Les entreprises belges ont profité de cet accord

Cet accord, lui, a eu de gros effets sur l’économie mondiale depuis qu’il a été signé il y a presque trois ans. Il a effectivement relancé les relations commerciales avec l’Iran et créé un nouveau marché. Certains s’étaient frotté les mains, notamment dans notre pays. L’occasion de faire un bilan aujourd’hui.

Premièrement, les entreprises belges ont profité de ce retour de l’Iran dans l’économie mondiale. Les exportations belges vers l’Iran ont augmenté. Aujourd’hui, en tout, on exporte 600 millions d’euros par an, c’est trois fois plus qu’avant l’accord.

Très loin des sommes espérées

Vincent Eiffling, spécialiste de l’Iran à l’UCL, se souvient bien de cet été 2015. Quand l’accord a été signé, tous les investisseurs se sont précipités en Iran et puis presque rien.

"Tout le monde allait en Iran: les Français, les Allemands, les Belges, etc. Tout le monde a été voir et au final personne n’y a été. C’était un peu comme si vous aviez des chevaux dans des starting-blocks qui étaient tout excités à l’idée de se lancer dans une course et une fois qu’on a ouvert les barrières, ils ont regardé à gauche et à droite et ils ont dit : " je n’y vais que si mon voisin y va ". Le problème est qu’il n’y en a pas beaucoup qui y ont été, donc il n’y a pas eu un effet de masse. On est très loin des sommes espérées."

Faire des affaires avec l’Iran est très compliqué et long. Il y a toujours des négociations en cours dans les milieux économiques belges wallons. Et il pourrait bien y avoir des investissements belges encore en cours de discussion qui se concrétiseront là-bas dans les prochains mois.

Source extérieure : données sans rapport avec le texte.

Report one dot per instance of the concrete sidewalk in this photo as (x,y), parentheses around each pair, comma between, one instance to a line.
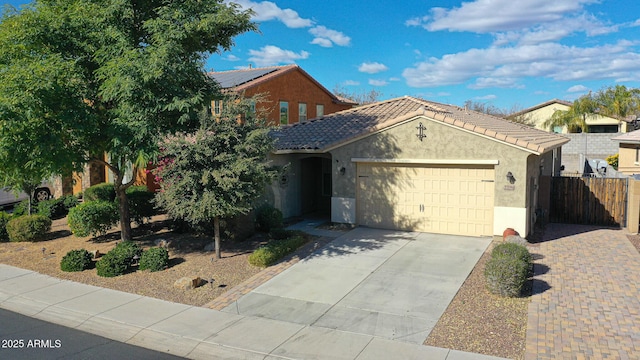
(192,332)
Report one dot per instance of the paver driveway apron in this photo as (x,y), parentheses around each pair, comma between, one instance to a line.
(390,284)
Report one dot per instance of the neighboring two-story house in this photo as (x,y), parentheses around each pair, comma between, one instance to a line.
(538,114)
(290,94)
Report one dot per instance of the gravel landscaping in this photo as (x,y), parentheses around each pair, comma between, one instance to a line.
(475,321)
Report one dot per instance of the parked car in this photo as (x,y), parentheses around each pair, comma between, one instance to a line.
(7,197)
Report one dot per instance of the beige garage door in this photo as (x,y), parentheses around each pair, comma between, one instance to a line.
(435,198)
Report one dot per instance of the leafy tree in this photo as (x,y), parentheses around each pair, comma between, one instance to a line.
(219,170)
(81,78)
(618,102)
(361,98)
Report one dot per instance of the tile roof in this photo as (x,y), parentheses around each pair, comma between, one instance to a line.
(330,131)
(630,137)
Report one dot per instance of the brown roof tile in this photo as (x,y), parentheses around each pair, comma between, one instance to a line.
(330,131)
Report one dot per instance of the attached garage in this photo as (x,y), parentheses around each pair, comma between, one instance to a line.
(416,165)
(445,199)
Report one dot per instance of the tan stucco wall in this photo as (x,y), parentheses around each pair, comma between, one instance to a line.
(627,159)
(539,116)
(514,204)
(442,142)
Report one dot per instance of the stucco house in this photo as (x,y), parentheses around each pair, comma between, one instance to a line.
(629,153)
(291,95)
(538,114)
(412,164)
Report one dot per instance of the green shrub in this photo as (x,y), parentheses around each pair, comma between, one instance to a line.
(22,208)
(276,250)
(280,233)
(76,260)
(28,227)
(507,270)
(154,259)
(512,250)
(118,260)
(4,219)
(268,218)
(104,192)
(140,203)
(57,208)
(95,218)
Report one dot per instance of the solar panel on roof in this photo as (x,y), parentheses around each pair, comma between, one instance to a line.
(229,79)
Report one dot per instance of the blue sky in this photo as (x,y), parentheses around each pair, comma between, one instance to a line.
(504,53)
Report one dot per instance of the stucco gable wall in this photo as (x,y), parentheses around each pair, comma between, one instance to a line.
(441,142)
(540,115)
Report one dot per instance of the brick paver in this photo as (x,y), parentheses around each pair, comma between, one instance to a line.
(586,295)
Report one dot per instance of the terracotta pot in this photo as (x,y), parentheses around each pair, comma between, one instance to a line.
(508,232)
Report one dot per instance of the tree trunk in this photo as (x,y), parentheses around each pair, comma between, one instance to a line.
(125,218)
(216,235)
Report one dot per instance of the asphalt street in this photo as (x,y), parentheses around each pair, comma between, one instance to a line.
(22,337)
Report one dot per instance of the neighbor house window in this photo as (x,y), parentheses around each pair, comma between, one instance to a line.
(302,112)
(217,107)
(284,112)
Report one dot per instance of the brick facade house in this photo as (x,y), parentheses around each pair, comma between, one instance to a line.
(291,95)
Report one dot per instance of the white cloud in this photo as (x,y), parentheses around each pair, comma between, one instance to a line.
(488,82)
(272,55)
(375,82)
(327,37)
(486,97)
(486,16)
(372,68)
(322,42)
(500,66)
(555,31)
(578,88)
(231,57)
(267,10)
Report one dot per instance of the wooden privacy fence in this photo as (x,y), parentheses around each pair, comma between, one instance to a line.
(586,200)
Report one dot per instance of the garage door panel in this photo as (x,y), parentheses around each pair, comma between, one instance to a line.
(440,199)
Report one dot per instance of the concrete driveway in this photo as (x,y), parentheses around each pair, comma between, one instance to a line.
(388,284)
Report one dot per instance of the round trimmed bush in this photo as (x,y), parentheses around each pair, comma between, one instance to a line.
(95,218)
(4,219)
(275,250)
(76,260)
(507,270)
(512,250)
(268,218)
(154,259)
(140,203)
(118,260)
(28,228)
(100,192)
(57,208)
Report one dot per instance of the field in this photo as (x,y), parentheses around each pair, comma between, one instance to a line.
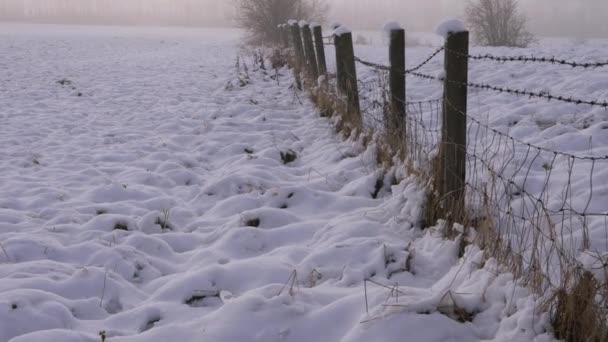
(153,188)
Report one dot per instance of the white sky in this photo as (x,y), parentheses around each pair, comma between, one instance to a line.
(557,17)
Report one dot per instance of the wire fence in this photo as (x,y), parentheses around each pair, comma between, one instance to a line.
(541,212)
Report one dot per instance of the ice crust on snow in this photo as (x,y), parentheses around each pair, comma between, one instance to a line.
(87,183)
(448,26)
(341,30)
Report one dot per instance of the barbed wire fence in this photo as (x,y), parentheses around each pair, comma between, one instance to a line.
(540,212)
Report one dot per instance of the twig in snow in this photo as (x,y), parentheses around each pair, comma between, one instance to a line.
(103,291)
(5,252)
(293,277)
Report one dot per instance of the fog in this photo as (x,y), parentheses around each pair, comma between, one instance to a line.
(572,18)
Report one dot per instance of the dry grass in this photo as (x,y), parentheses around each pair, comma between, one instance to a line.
(575,303)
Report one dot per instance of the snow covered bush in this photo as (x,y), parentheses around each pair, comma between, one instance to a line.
(498,23)
(260,18)
(361,40)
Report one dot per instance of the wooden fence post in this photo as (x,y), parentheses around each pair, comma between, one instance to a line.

"Un voile d'incertitudes" 

Il y a donc un gros décalage entre l’enthousiasme que vous décriviez en 2015 et le bilan d’aujourd’hui. Alors pourquoi les Belges ne profitent pas autant que prévu de l’opportunité iranienne? La raison est simple: Donald Trump. Il n’a jamais aimé cet accord et tout le monde craignait ce qu’il a fini par effectivement annoncer.

"Dès la campagne électorale, il a dit qu’il allait jeter cet accord aux oubliettes, que c’était le plus mauvais accord que les États-Unis n’aient jamais signé. Par conséquent, ça a jeté un drap d’incertitude sur la possibilité d’investir en Iran parce qu’il y a une multitude de grands acteurs économiques qui auraient été intéressés par le fait d’investir en Iran, mais qui ont également des intérêts aux États-Unis et qui se disent: " si demain on est amené à choisir entre Washington et Téhéran, on préférera choisir Washington parce que c’est là où on a le plus d’intérêts", précise Vincent Eiffling.

En sortant de cet accord, les États-Unis renforcent "ce voile d’incertitude" sur l’avenir des relations commerciales, ce qui paralyse évidemment les investisseurs belges, les investisseurs européens, donc les concurrents des Américains parce qu’il n’y a rien qu’un investisseur déteste plus que l’incertitude.

600 millions d’euros par an exportés depuis la Belgique

Malgré tout, il est essentiel de signaler que la Belgique exporte pour 600 millions d’euros par an de produits. Ce sont essentiellement des médicaments, des vaccins, des équipements de laboratoire, des équipements de salles d’opération, du verre et du métal, de l’acier particulièrement.

Historiquement, le pays a une longue relation avec l’Iran. C’est la Belgique qui a construit la première ligne de chemin de fer là-bas et qui les a aidés à développer leur réseau postal.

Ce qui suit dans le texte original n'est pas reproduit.